Sokağa çıkmak, Türkiye’yi parçalamak ve Türkiye’de kan gövdeyi götürecek bir ortam sağlamak demektir. Devletin polisi ve askeri gücü, bu bozguncuların üstesinden gelmek zorundadır. Bunun için vardır onlar. Bugün Türkiye’de kaç kişi Türkiye’nin huzur içinde olduğunu iddia edebilir? Kaç kişi, 'Ekonomik sıkıntı içinde değilim' diyebilir. Her birimiz şu an 7-8 bin dolar borçluyuz. Türkiye’nin borçları 580 milyar dolara ulaştı. Bu önümüzdeki yıl ödeyeceğimiz borç 150 milyar dolarlar civarındadır. Bunu nasıl karşılayacaksınız?" şeklinde konuştu. 













"Önümüzdeki seçimlerde Türkiye’yi bu hale getiren iktidardan Türkiye’nin kurtulacağını düşünüyoruz" diyen Halaçoğlu, "Doğu’da korucular enselerinden vurularak şehit ediliyorlar. Artık o bölgelerde asayiş kalmamıştır. 
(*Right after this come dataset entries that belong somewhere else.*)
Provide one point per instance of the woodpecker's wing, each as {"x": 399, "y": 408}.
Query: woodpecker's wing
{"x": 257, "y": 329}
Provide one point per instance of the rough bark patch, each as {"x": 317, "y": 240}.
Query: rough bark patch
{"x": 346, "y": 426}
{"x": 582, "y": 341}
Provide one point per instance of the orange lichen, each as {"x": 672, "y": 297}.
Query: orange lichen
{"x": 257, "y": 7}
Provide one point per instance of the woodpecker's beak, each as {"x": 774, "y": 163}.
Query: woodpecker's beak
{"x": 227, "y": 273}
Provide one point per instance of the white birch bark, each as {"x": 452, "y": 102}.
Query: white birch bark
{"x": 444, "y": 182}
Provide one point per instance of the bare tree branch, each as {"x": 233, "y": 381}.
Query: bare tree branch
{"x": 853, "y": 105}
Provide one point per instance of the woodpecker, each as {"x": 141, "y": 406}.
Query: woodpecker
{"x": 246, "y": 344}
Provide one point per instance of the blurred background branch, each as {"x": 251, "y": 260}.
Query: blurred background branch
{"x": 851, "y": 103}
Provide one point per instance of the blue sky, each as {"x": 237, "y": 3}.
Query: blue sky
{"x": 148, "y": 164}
Asker taş yağmuruna tutuluyor. Artık öylesine rahat hareket eder hale geldiler ki, bunu gidip orada görmek lazım. Söylediklerim, olanların yüzde 50’sini 
oluşturuyor. İş yerlerinden haraç topluyorlar. Birçok okulda eğitim yapılamıyor. Bütün bunları göz önüne alarak diyorum ki Allah sonumuzu hayır getirsin" 
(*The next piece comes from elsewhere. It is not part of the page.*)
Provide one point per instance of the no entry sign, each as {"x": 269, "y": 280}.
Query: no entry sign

ifadelerini kullandı. Sultan Alparslan’ın mezarının yeri konusunda sorulan bir soruya ise Yusuf Halaçoğlu, “Savunma Bakanı İsmet Yılmaz Bey, Kültür Bakanlığı Müsteşarı idi. Onun döneminde birlikte Türkmenistan’a gittik. Ben daha önceden bununla ilgili olarak çalışmalar yapmıştım. Mezarın yerini yüzde 99 derecesinde tespit etmiş durumdayım. Şimdiki Cumhurbaşkanı Başbakan iken, Alparslan’ın mezar yerini bulduğunu söylemişti ve türbe yapacağını söylemişti. Adalet Bakanı Bekir Bozdağ, ‘5 yerde arıyoruz, henüz bulmadık’ demişti. Anladım ki bunu siyaseten kullanacaklardı. Gelip benden bununla ilgili herhangi bir şey istemediler. Türbe yapacaklarmış. Türbenin nasıl olacağına dair resim olmadığı için türbe yapamazlar. Bunu siyaseten kullanacaklarını düşündüğüm için söylemedim. Yerini tespit etmiş bir ilim adamına gelinir, MHP’ye girdim diye ilmi sıfatımı yitirmiş değilim, gerekli bilgi alınır, komisyon içinde yer alır ve yapılır. Demek ki bunu siyaseten yapacaklar” cevabını verdi.